Many insurance companies have not yet formalized their lead scoring system. This is a worthwhile effort for all agencies that should be reviewed every year while tracking the return on investment of their marketing programs.
What is lead scoring? It is a method used to rank prospects on a scale and then assign a value to determine the interest level and distribution. For example, let’s say an appointment with a truck insurance lead arrives at your agency. This lead is with an owner of 15 power units, they use drivers from the company and they are not happy with their courier. Maybe your lead scoring system falls on a scale of 1 to 10 and this lead gets an 8. What could get a higher score? And what types of leads fall outside the profile and what score would they get? Perhaps prospects need to score an 8 to appear on your producer scorecards.
Is the lead divided between the producers per area? Does your lead processing process differ per lead type, product or prospect? For example, are commercial leads separated by large and small companies, by industry or product? Are benefit leads parsed by groups above and below 50? And does your agency have a tracking system to determine how many leads were shown to the appointment, placed in the pipeline, received quotes and ultimately converted into new clients?
Salespeople, sales managers, producers, and other business people often refer to prospects in vague terms such as: new, warm, hot, cold, likely, qualified, etc. These terms do little to better understand a sales pipeline or to increase the likelihood of purchase transfer to other members of the team. Agencies may want to consider creating a simple prospect scorecard to solve this problem and quantify their lead score. Formalizing lead scoring offers benefits such as:
Helps producers create ideal attributes to form a buyer character
Creates a simple numerical system to leverage your buyer persona
Assigns numerical values to rank your best prospects
Creates a simple qualification acronym to determine the probability of closing
What should be on a prospect scorecard?
Use a prospect scorecard to quantify your approach to pipeline building.
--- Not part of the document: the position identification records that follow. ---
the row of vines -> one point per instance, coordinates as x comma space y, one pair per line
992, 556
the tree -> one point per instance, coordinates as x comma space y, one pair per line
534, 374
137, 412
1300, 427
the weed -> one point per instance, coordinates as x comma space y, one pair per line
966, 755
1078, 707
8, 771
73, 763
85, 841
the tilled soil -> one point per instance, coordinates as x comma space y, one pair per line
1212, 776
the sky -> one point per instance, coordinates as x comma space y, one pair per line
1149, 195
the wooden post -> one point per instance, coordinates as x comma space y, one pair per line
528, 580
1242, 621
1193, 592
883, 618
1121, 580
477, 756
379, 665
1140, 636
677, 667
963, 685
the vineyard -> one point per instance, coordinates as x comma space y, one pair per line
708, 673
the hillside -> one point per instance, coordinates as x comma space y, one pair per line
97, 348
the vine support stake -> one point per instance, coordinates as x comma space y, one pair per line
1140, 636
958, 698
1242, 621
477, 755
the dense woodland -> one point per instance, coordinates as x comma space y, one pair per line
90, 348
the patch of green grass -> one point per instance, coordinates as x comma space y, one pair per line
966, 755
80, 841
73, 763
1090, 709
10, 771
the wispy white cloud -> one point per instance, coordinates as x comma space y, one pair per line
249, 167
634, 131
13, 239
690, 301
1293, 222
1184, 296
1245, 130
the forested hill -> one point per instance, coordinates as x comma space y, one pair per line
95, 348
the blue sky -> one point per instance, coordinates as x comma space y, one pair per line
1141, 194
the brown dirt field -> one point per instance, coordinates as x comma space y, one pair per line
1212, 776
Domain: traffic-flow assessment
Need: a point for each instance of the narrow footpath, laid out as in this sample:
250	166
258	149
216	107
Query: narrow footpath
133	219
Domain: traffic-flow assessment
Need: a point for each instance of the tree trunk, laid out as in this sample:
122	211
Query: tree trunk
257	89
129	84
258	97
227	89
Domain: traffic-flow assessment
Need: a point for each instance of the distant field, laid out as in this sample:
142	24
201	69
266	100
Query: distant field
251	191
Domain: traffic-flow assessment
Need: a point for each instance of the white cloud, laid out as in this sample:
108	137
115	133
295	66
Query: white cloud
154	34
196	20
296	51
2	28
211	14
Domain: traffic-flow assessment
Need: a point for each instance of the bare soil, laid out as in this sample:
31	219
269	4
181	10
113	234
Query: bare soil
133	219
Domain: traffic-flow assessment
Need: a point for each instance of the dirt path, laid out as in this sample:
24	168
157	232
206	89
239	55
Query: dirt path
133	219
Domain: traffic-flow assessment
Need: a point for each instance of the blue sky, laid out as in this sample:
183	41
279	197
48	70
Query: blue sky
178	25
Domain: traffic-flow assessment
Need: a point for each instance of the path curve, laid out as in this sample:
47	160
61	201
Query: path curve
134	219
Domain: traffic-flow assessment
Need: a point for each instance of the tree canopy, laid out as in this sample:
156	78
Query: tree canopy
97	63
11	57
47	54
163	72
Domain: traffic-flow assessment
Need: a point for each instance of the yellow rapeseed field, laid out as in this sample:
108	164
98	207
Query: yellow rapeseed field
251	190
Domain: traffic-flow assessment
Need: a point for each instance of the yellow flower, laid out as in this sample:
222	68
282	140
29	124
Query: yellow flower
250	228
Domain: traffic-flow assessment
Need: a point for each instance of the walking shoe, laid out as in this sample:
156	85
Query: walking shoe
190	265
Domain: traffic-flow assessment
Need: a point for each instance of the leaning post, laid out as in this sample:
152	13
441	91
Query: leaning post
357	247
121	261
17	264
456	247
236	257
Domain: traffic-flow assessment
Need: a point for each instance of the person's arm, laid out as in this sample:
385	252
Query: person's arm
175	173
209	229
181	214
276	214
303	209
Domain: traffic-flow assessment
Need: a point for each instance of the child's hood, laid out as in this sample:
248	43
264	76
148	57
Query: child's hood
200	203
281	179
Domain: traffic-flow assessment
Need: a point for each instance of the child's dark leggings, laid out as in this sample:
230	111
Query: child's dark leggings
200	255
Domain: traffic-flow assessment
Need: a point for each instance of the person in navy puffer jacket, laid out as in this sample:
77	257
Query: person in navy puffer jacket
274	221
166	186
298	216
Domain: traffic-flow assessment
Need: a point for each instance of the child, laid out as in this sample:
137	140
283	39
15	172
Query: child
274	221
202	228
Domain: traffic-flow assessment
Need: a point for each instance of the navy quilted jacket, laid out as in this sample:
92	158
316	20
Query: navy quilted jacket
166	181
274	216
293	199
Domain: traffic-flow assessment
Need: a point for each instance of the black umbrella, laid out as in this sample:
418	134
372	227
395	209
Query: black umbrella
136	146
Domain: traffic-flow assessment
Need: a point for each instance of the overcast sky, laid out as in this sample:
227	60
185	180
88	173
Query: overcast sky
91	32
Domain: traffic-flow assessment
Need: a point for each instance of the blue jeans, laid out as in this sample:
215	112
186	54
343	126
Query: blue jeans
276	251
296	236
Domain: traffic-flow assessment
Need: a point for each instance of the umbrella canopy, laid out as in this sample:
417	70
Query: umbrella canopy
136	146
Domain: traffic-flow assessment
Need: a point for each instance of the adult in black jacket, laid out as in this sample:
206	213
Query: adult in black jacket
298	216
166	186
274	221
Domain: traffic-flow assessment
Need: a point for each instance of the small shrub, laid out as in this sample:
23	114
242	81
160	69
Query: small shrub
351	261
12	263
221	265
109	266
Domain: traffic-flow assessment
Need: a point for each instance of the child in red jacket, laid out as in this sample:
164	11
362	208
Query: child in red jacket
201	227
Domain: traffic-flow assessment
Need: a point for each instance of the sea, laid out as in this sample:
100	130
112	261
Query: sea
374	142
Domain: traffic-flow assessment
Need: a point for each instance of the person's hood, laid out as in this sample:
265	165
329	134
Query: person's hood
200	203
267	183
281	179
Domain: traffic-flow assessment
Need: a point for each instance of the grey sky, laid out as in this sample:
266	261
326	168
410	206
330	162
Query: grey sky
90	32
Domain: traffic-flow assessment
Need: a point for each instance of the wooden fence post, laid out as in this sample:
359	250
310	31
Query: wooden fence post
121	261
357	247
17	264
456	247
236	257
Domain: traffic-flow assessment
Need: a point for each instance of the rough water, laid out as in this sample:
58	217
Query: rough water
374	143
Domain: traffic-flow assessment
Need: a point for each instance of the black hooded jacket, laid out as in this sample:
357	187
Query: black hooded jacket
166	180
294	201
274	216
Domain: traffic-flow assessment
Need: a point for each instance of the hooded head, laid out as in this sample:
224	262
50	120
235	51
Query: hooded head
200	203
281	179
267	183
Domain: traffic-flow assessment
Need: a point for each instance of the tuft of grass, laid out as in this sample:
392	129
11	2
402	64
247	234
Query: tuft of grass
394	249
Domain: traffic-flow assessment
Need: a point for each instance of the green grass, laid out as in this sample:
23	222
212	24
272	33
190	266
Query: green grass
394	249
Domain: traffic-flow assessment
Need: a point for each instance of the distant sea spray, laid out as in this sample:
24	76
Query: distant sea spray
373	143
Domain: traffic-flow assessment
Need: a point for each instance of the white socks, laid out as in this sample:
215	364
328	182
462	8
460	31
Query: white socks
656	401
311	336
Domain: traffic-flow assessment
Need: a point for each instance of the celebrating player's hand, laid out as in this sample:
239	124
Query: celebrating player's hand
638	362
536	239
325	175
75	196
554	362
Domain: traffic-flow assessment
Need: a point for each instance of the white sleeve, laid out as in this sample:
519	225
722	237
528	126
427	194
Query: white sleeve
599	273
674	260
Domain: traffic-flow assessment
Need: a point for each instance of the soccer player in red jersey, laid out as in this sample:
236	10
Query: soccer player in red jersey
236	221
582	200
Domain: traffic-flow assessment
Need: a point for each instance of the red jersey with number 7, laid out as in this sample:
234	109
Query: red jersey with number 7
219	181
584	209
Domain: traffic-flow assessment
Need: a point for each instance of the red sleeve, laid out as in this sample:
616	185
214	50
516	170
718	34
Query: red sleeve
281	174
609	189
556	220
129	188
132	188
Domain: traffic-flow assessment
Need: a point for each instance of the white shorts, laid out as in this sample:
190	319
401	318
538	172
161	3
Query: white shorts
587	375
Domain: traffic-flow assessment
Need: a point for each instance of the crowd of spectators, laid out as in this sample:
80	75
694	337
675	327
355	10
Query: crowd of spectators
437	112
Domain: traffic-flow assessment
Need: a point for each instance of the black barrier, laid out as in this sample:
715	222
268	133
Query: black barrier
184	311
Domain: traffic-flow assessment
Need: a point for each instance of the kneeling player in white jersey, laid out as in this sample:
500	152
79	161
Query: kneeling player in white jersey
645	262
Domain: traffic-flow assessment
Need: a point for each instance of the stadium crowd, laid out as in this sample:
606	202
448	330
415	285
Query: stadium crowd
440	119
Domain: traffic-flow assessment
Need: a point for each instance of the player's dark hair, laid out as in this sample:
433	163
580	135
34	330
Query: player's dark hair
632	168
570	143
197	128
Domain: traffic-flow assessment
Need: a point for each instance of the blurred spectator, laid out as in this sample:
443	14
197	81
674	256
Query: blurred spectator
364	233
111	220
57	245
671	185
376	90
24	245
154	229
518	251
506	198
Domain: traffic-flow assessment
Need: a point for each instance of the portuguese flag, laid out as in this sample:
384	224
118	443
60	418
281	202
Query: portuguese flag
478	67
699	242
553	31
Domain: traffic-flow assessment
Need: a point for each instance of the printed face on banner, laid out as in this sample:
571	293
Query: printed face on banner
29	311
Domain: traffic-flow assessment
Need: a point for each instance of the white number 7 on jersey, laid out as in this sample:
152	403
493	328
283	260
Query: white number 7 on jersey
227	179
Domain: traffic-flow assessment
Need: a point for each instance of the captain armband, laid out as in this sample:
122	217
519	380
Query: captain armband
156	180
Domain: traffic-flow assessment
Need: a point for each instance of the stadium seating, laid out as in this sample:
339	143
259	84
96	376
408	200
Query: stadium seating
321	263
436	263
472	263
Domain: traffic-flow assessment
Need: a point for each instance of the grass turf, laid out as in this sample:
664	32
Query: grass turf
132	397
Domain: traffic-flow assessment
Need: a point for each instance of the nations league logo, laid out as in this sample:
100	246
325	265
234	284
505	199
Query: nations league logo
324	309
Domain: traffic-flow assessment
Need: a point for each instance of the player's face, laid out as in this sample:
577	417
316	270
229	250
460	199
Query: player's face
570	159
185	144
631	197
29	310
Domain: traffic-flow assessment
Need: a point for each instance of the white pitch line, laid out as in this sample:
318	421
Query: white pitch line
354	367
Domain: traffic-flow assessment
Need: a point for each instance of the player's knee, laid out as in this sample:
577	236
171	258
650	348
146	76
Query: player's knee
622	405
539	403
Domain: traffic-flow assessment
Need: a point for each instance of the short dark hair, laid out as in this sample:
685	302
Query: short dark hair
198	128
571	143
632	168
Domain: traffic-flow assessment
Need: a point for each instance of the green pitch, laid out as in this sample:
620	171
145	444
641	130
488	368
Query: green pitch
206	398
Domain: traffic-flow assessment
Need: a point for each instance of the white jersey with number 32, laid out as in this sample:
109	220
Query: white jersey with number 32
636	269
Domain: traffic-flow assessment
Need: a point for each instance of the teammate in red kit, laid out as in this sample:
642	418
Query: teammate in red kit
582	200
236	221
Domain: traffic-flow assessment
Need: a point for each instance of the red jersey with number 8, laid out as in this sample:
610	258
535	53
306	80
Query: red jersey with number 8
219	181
Some characteristics of your ideal customer could be revenue, growth rate, customer type (business or consumer), and market niche. For example, are you targeting companies with $5 million to $10 million in revenue? Are your best prospects high-growth companies, transportation companies, manufacturers or consumers?
If you sell to consumers, are they wealthy, middle-income, millennials, or seniors? Are your prospects in a specific niche market such as banking, insurance, biotech, consulting, education, etc.? Create a scorecard with your ideal attributes and a custom qualification abbreviation to help you determine if you’re selling to an in-profile prospect.
Insurance agencies and brokers who want to take their insurance marketing and lead generation to the next level, but lack the internal resources to achieve their marketing goals, can contact a skilled insurance agency marketing agency.